Readers are cautioned that the foregoing list is not exhaustive. Readers are further cautioned not to place undue reliance on forward-looking statements, as there can be no assurance that the plans, intentions, or expectations upon which they are placed will occur. Such information, although considered reasonable by management at the time of preparation, may prove to be incorrect and actual results may differ materially from those anticipated.
Forward-looking statements contained in this news release are expressly qualified by this cautionary statement and reflect the Company’s expectations as of the date hereof and are subject to change thereafter. The Company undertakes no obligation to update or revise any forward-looking statements, whether as a result of new information, estimates or opinions, future events, or results or otherwise or to explain any material difference between subsequent actual events and such forward-looking information, except as required by applicable law.

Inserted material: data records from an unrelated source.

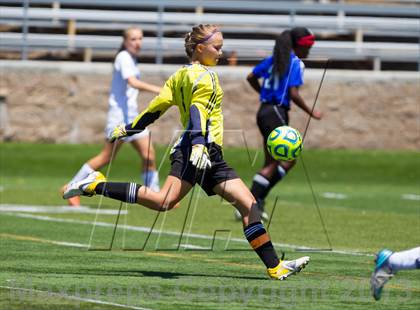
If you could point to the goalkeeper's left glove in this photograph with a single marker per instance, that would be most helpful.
(118, 133)
(200, 157)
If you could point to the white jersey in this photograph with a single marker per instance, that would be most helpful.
(122, 99)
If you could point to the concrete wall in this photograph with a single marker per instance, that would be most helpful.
(66, 102)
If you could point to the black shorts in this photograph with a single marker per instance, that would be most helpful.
(219, 172)
(271, 116)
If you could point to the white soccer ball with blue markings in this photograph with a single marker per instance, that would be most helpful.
(284, 143)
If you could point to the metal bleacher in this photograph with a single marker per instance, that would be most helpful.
(249, 26)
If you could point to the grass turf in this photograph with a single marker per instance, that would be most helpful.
(36, 253)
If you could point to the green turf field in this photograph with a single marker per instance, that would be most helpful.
(195, 257)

This press release shall not constitute an offer to sell or the solicitation of an offer to buy nor shall there be any sale of the securities in any state in which such offer, solicitation or sale would be unlawful. The securities being offered have not been, nor will they be, registered under the United States Securities Act of 1933, as amended, and may not be offered or sold in the United States absent registration or an applicable exemption from the registration requirements of the United States Securities Act of 1933, as amended, and applicable state securities laws.